Minimal Friction App development on the inkBook Classic 2

Obviously, none of these are waterproof. I knew I'd have to rectify this with a case & enclosure which I decided should be feasible.


Having been disillusioned with the mess that is bluetooth for a while now, I had committed mentally to adding wifi to Mr. Gibbs and using that when possible henceforth. I think that longer term Mr. Gibbs will simply become mostly a REST api and the plugins can interact that way. To do that however, I'd need to add wifi. It seems easy enough on the surface, just plug in a wifi dongle. The problem is the pi-zero only has 1 wifi port and it is currently occupied by a bluetooth adapter.

Problem solved! just buy a wifi+bluetooth adapter! Unfortunately however, most of the Bluetooth+Wifi adapters on the market don't support infrastructure mode which is necessary to create an Access Point.

My final solution was to simply add a tiny 2 port hub and plug in 2 dongles.
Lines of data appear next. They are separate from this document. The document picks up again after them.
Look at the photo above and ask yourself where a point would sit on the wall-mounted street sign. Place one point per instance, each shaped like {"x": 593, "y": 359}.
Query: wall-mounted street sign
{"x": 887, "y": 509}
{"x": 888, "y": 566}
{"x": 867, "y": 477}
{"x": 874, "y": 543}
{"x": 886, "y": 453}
Not elegant, but it works.

Gibbs w/ wifi & bt dongles

To actually set up the wifi AP I used the adafruit tutorial, minus the iptables parts since I wouldn't be routing anything.

Why would I not just use a Pi Zero 0 which has onboard Wifi and Bluetooth? Good question. I simply have not gotten around to figuring out how to get modern blueZ to play nicely with the onboard bluetooth on the Pi Zero. Some commentors have correctly pointed this out. My attempts included applying the raspbian patches to modern bluez but all ended in failure. For now, USB it is. Perhaps a winter project.

My "enclosure" grew a bit, but I decided that was OK in the short term.

Gibbs "Enclosures"

With the Hardware pieces seemingly sorted, I skipped right past actually building working software and went straight to figuring out how to actually mount the device on the boat, which is an entire post itself.